В конце января 1917 г. я по прошению был освобожден от должности директора Главной физической обсерватории и продолжал работать в Академии наук, в Морской академии и РОПиТе. В Академии наук мне было поручено быть директором Физической лаборатории, вскоре переименованной в Физический институт, со включением в него и сейсмической комиссии и сети сейсмических станций.
В Морской академии лекции не читались, но конференция профессоров и преподавателей разрабатывала новое положение об академии, новый состав факультетов, новые программы курсов в соответствии с указаниями морского командования.
Летом 1919 г. скончался начальник Морской академии Николай Лаврентьевич Кладо, и постановлением Реввоенсовета Балтийского флота я был назначен на пост начальника Морской академии. На этом посту я пробыл около 1 1/2 лет, пока не были закончены под моим руководством учебные планы и программы по всем предметам технических факультетов академии; после этого я просил Реввоенсовет об отчислении меня от должности начальника Морской академии и рекомендовал на эту должность профессора стратегии Б. Б. Жерве, ибо предстояла разработка планов военно-морского факультета.

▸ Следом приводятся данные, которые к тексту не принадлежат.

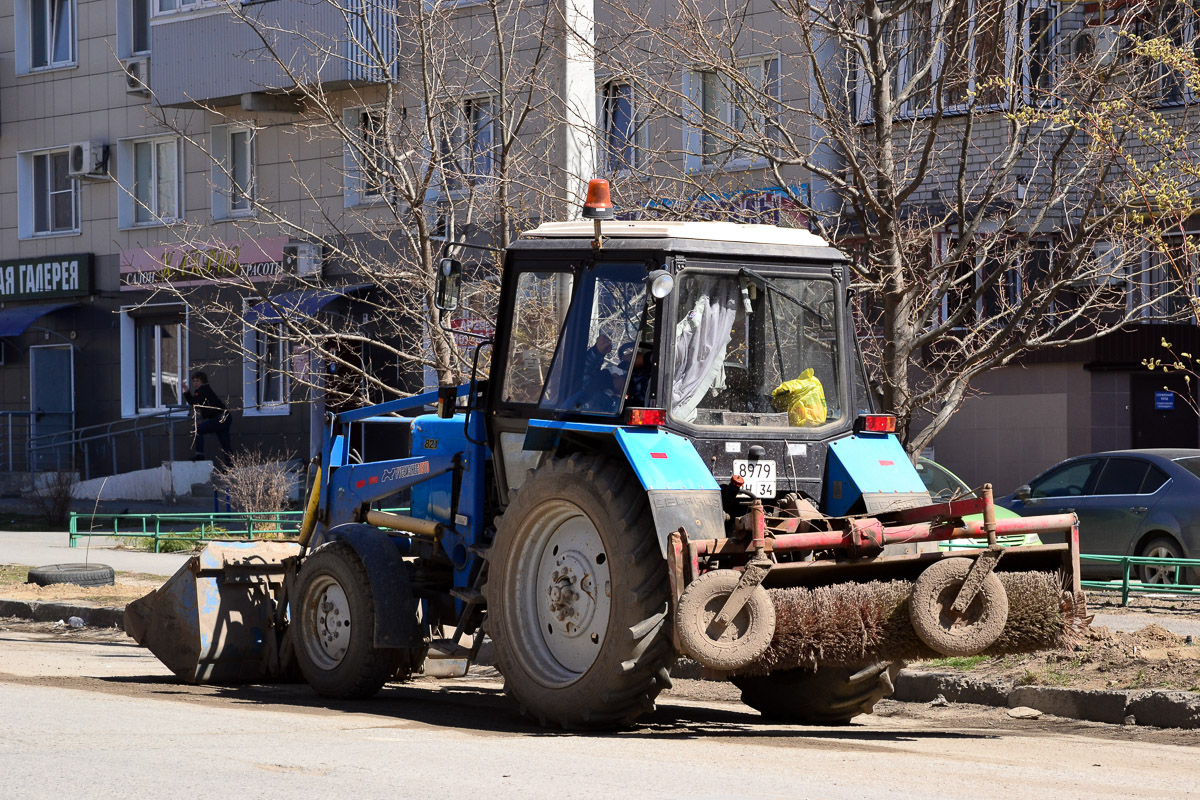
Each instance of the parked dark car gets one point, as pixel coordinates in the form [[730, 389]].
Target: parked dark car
[[1129, 503]]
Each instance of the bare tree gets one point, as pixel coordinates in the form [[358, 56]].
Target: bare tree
[[996, 169]]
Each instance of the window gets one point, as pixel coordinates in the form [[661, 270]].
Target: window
[[1067, 481], [1170, 277], [51, 29], [1176, 23], [731, 114], [468, 145], [772, 362], [264, 368], [48, 200], [132, 28], [538, 314], [159, 359], [969, 48], [233, 172], [367, 164], [618, 126], [149, 174]]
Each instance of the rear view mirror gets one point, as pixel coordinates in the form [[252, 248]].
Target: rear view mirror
[[449, 283]]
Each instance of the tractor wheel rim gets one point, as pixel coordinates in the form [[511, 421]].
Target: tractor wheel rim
[[570, 594], [327, 623], [1157, 572]]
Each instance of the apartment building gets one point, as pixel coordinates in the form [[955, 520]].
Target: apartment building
[[165, 160]]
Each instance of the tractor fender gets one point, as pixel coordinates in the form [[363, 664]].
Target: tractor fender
[[679, 486], [390, 584]]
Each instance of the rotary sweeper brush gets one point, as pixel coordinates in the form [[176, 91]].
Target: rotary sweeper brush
[[672, 455]]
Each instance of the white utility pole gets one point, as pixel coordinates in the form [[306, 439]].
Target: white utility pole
[[579, 92]]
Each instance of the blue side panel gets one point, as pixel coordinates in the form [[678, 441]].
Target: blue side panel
[[867, 464], [433, 435], [665, 461]]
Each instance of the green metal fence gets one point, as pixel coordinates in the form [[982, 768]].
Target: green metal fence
[[1127, 584], [192, 527]]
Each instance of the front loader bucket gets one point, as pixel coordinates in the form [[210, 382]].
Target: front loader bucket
[[213, 621]]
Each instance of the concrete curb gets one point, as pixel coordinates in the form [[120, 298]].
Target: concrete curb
[[91, 615], [1156, 708]]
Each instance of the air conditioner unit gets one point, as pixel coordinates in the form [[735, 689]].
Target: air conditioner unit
[[137, 76], [89, 161], [1099, 44], [303, 258]]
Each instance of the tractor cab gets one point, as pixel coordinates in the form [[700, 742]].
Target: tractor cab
[[733, 336]]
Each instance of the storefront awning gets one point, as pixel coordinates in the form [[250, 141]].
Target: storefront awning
[[300, 302], [13, 322]]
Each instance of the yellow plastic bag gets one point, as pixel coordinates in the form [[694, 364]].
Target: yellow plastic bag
[[803, 400]]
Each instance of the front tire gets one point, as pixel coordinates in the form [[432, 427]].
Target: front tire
[[1162, 547], [822, 696], [334, 617], [577, 596]]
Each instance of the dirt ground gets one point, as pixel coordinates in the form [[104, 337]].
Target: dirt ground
[[126, 588], [1151, 657]]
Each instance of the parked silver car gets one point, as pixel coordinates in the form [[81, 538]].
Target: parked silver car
[[1129, 503]]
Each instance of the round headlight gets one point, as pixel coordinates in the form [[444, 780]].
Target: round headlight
[[661, 283]]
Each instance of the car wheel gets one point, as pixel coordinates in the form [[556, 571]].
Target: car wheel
[[1162, 547]]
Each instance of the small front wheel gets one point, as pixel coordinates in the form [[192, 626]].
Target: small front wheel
[[333, 613], [943, 629]]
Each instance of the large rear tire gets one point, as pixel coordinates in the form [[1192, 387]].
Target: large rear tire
[[577, 596], [334, 618], [822, 696]]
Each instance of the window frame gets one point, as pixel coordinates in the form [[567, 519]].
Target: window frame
[[252, 372], [23, 14], [28, 199], [695, 89], [223, 168], [153, 314], [126, 172], [1015, 14]]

В РОПиТе я оставался одним членом правления, так как Иван Михайлович Лысковский был в Одессе, Анатолий Евграфович Молчанов был болен, и я работал вдвоем с назначенным в РОПиТ комиссаром, пока Общество, на основании декрета Совета Народных Комиссаров об акционерных предприятиях, не было передано в правительственное управление.